In a recent Washington Post article, Samuel Arbesman shared the tweet above and debunked Five Myths about Big Data including the misconceived notion that “Bigger data is better. ”
“In science, some admittedly mind-blowing big-data analyses are being done. In business, companies are being told to ‘embrace big data before your competitors do.’ But big data is not automatically better. Really big datasets can be a mess. Unless researchers and analysts can reduce the number of variables and make the data more manageable, they get quantity without a whole lot of quality. Give me some quality medium data over bad big data any day”
The Data Warehousing Institute estimates that poor data quality costs American businesses SIX HUNDRED BILLION DOLLARS ANNUALLY – Got your attention? And there’s no reason to believe that associations aren’t carrying a proportionate amount of that loss. Over the last 30 years, I’ve worked with dozens of associations and from last century’s index cards to this century’s electronic records, I have yet to see a truly clean association dataset.
So what does exactly does it mean to have high quality data? Definitions abound, but here’s one that goes to the heart of the issue:
In other words, the quality is defined by how the data will be used, not necessarily the specific attributes of the data itself. With that context in mind, David Bowman recommends eight Quality Data Management Objectives:
- Accessibility – retrieved as needed by appropriate
- Accuracy – exact and precise
- Completeness – fulfilling formal requirements and expectations with no gaps
- Timeliness – current and not outdated or obsolete
- Integrity – what was requested and expected
- Validity – obtained via an approval process
- Consistency – commonly defined and used across the enterprise
- Relevance – fits intended use
All too often in associations, and I’m sure in business generally, data quality management gets nowhere near the attention it deserves because it’s so hard to put a hard dollar amount on its value. Oh, and by the way, managing data quality can be about as tedious and boring as a job can get. These two shortcomings usually cause the C-Suite folks to ignore it and the rest of the staff to cringe when it comes up.
But, as noted above there are both quantitative and qualitative costs associated with dirty data.
- Bad mailing addresses and undetected duplicate mailing addresses (and we’ve all seen them in our mailbox – over and over and …) mean wasted production and postage along with additional handling costs that continue to drain dollars.

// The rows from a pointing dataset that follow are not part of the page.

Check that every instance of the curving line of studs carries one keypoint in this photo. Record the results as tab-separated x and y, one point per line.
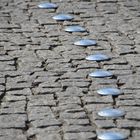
106	112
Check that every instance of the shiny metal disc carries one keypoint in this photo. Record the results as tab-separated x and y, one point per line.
111	136
85	42
110	112
97	57
62	17
109	91
75	28
47	5
101	74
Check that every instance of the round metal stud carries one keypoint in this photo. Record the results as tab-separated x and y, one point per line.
111	136
75	28
47	5
85	42
110	112
109	91
97	57
101	74
63	17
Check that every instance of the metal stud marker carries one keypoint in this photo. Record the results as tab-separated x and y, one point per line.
101	74
109	91
111	136
110	112
75	28
97	57
85	42
63	17
47	5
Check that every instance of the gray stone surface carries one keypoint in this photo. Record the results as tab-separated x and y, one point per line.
45	90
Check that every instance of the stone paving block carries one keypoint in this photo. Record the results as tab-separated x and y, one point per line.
45	123
105	124
76	121
77	128
80	135
13	121
45	89
73	115
128	124
40	100
48	136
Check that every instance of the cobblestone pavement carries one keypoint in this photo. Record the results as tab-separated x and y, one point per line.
45	90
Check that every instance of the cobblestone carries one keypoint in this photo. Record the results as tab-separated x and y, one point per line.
45	90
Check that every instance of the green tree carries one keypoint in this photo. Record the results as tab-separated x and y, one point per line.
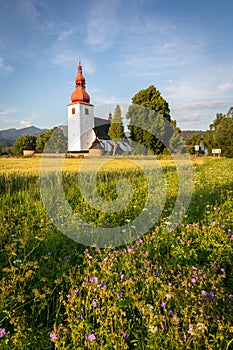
220	134
116	129
23	141
223	137
56	140
195	139
150	122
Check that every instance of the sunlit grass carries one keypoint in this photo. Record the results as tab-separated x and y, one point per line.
167	290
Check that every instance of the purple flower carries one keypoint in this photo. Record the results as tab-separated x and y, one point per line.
130	249
162	305
53	336
90	337
2	332
94	279
120	294
203	293
211	295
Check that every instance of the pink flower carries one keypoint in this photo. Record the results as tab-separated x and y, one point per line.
90	337
53	336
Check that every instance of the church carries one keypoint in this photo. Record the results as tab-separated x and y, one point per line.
87	133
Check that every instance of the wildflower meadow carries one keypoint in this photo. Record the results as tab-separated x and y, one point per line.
168	289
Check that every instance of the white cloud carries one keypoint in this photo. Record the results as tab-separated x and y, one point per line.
203	105
25	123
6	110
64	35
6	68
225	86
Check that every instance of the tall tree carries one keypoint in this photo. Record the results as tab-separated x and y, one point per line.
148	115
220	134
23	141
116	129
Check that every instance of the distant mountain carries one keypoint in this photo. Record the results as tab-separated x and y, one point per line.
8	136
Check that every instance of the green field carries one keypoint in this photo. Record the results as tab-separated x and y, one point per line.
168	289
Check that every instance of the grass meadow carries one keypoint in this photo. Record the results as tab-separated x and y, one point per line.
168	289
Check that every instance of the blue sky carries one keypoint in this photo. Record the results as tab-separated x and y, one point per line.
183	48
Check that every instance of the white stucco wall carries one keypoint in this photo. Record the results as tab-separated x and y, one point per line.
80	125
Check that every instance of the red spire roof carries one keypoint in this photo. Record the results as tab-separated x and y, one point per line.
80	94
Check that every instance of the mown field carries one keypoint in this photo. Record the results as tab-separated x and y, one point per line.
168	289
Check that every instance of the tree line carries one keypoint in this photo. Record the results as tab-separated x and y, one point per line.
57	143
152	130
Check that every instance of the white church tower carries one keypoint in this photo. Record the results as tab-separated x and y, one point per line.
80	117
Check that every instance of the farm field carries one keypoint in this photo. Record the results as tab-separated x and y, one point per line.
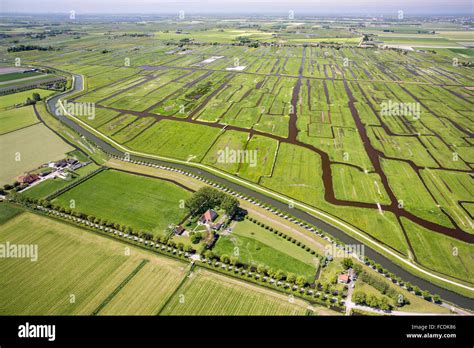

- Bad email addresses, especially when unpurged, result in blacklisting by firms like SpamCop, Barracuda, etc. when, in turn, generate hundreds if not thousands of rejections by network filters which rely on these reputational lists as a first line of defense against spam.
- Misspelled names show up in member correspondence, on name badges, etc. leaving a bad impression and potentially tipping the “at-risk” member into the pool of non-members.
- Inaccurately or incompletely captured transactions generate incorrect charges, inflated or deflated counts, charge-backs and higher rates from merchant card services, etc.
- Incorrect or incomplete demographics often mean missed sales opportunities, lost members and more.
- The list goes on and on and …
But the most serious consequence, and perhaps the most difficult to quantify, is the impact of poor data quality on organizational decision-making.
So how do you solve this problem? In Best practices: For the want of a nail the kingdom was lost…Mother Goose was right: Profit by Best (Data Quality) Practices, Virginia Prevosto offers nine elements that should be part of data quality management, but it all starts with recognition and ownership of the problem. Most of the experts recommend a cross-departmental data governance team whose sole role in the association is to be responsible for data quality. This is not an IT problem; it’s an organizational problem which requires an organizational response.
Here are the data tools for improving data highlighted in Wikipedia:
- Data profiling – initially assessing the data to understand its quality challenges
- Data standardization – a business rules engine that ensures that data conforms to quality rules
- Geocoding – for name and address data. Corrects data to US and Worldwide postal standards
- Matching or Linking – a way to compare data so that similar, but slightly different records can be aligned. Matching may use “fuzzy logic” to find duplicates in the data. It often recognizes that ‘Bob’ and ‘Robert’ may be the same individual. It might be able to manage ‘householding’, or finding links between husband and wife at the same address, for example. Finally, it often can build a ‘best of breed’ record, taking the best components from multiple data sources and building a single super-record.
- Monitoring – keeping track of data quality over time and reporting variations in the quality of data. Software can also auto-correct the variations based on pre-defined business rules.
- Batch and Real time – Once the data is initially cleansed (batch), companies often want to build the processes into enterprise applications to keep it clean.
Much like a successful exercise or weight loss program, a sustainable data quality management program starts small, but works away at the problem every day, day in day out, until data quality is a deeply ingrained institutional habit shared by every employee from the C-suite to the mail room…the ultimate benefit being better decision-making at all levels of the association.